John Sayles’ Eight
Men Out, the story of the 1919 Chicago “Black Sox” scandal, is, on the one
hand, an odd outlier compared to the rest of his work, and on the other,
somewhat right in line with his plight of the working man sensibility. I’ve
always been a great admirer of Sayles’ films. I especially enjoy the fact that
he can make films illustrating the challenges of capitalism for laborers
without being preachy or overtly socialist. He’s the more toned down American
version of Ken Loach. In that respect, Eight
Men Out fits right in because his version of the story, which is based on
the book by Eliot Asinof, focuses more on the accused players as put-upon
contracted laborers in thrall to a greedy owner who exploits their talents for
financial gain. But amid his full body of work as writer and director it stands
out as one of only two films he adapted from source material. So while he’s
chosen to focus on the aspects that do appeal to him as a storyteller, the crux
of the film is that it’s a historical sports movie, standing very much apart
from his other work.
Sayles culled together an impressive pool of young talent
to portray the famed eight disgraced ballplayers. Sayles regular David
Strathairn is star pitcher Eddie Cicotte, depicted here as an honest man put
into a dishonest position out of necessity to get what seems owed to him.

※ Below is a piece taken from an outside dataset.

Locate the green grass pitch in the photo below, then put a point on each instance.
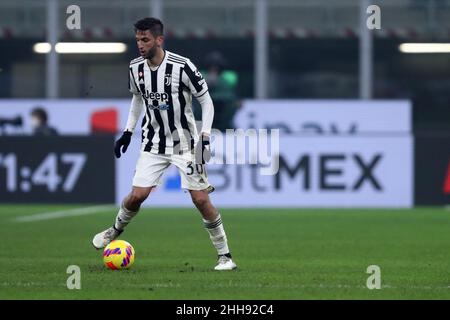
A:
(281, 254)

Michael Rooker plays Chick Gandil, the guy whose connections to underworld
figures allowed the gamblers entrance to make their proposal. He’s one of the
two ballplayers depicted essentially as the heavies. The other is Don Harvey as
Swede Risberg. Newcomer D.B. Sweeney brings a goofy aw-shucks performance to
the role of “Shoeless” Joe Jackson, the most well-known of the eight. John
Cusack and Charlie Sheen were at the height of the 80s popularity when they
were cast as Buck Weaver and Happy Felsch, the latter of whom just wants to
please those around him and the former the most honest, a man who knew about
the fix, but asserts never to have taken a dime nor participated in throwing
games (his batting average and lack of errors in the series support his claim).

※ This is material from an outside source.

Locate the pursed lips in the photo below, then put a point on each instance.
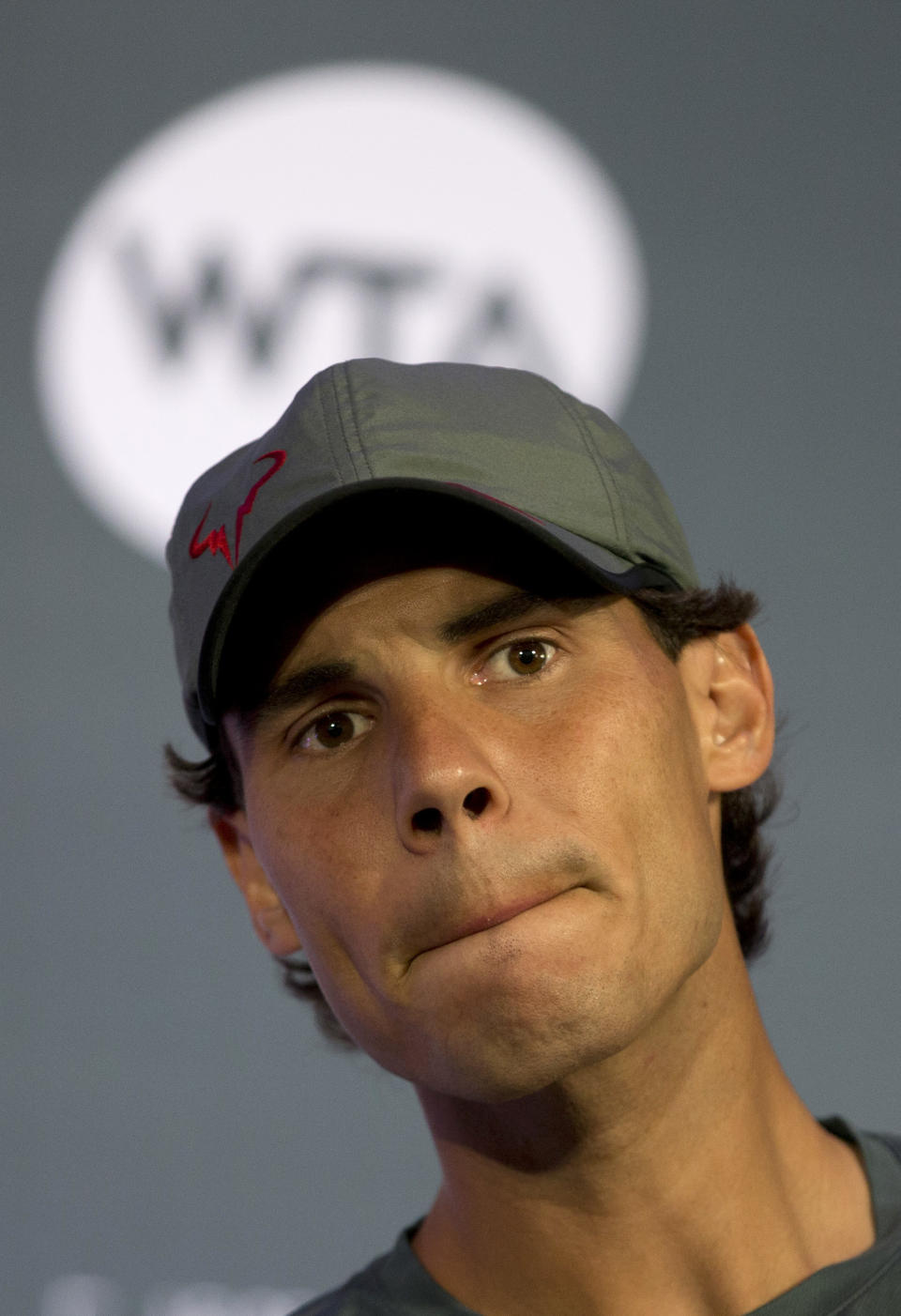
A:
(481, 923)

There’s so much to tackle in the story that Sayles’
screenplay can’t possibly encompass all the details to the point needed to
present a full understanding of what transpired. It’s fairly well accepted that
back in those days, the players, who were not yet represented by a union, made
very little money in comparison to what they were providing on the field in
terms of entertainment and ticket sales. The owners were the fat cats and
Clifton James as White Sox owner Charles Comiskey is shown to be ungracious,
greedy, and callous. So you have the conflict between players and owner, which
is itself the age-old battle between feudal lords and hired hands. But then you
throw in the conflict on the field, which may have been even greater, between the
uneducated players, mostly from the south, and the guys who’d been to college.
They play great ball together, but there’s animosity directed from the likes of
Risberg, Gandil, and Felsch toward players like Ray Schalk and Eddie Collins –
guys who were either college educated or from the north.

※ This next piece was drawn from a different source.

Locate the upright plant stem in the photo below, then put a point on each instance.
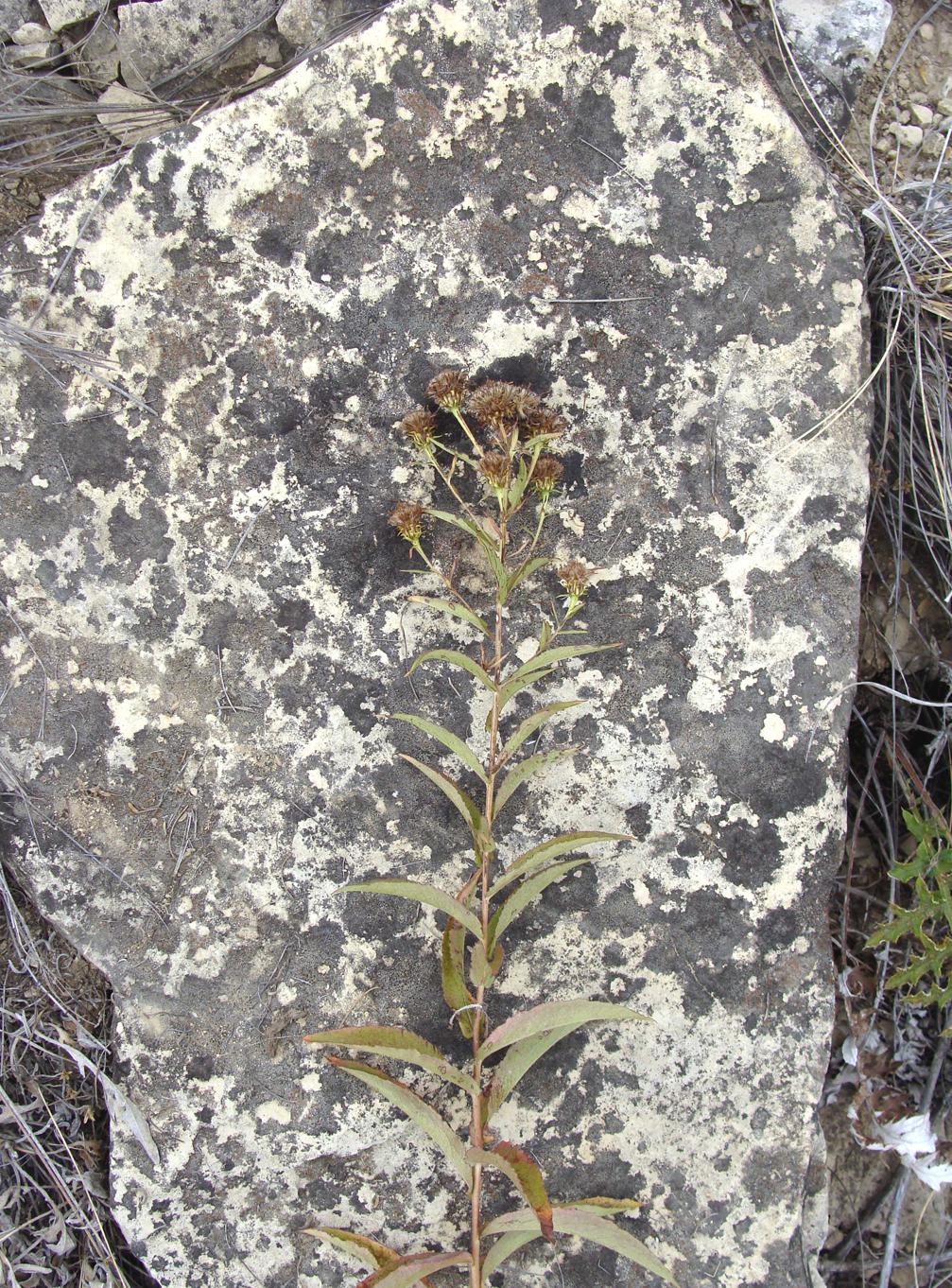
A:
(476, 1134)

As to the question of how the fix all came together and
why, the questions are superficially answered, but good luck trying to figure
it all out from a single viewing without footnotes and historical documents. If
you don’t already know who the major and minor characters are, you might get
lost. There are the gamblers played by Christopher Lloyd, Richard Edson, and
Kevin Tighe. Arnold Rothstein is famously remembered as the man who arranged
the fix, but here he’s just a man with the financial backing to get it done.
Michael Lerner is one of several impressive actors in small roles in the film.
Along with Lerner there’s also John Mahoney as the stolid Sox manager Kid
Gleason, a man who suspects something, but trusts his boys to do the right
thing. And then sort of inexplicably tossed into the mix are Studs Terkel and
Sayles himself as journalists Hugh Fullerton and Ring Lardner. They are sort of
omnipresent, always commenting on the proceedings like a Greek chorus whose job
is to keep the uninitiated in the audience abreast of the subtleties of the
plot. There remarks to one another are of a sarcastic nature and never fit well
into the rhythm of the film. They feel tacked on and not anything at all like
the tight writing Sayles normally commits to.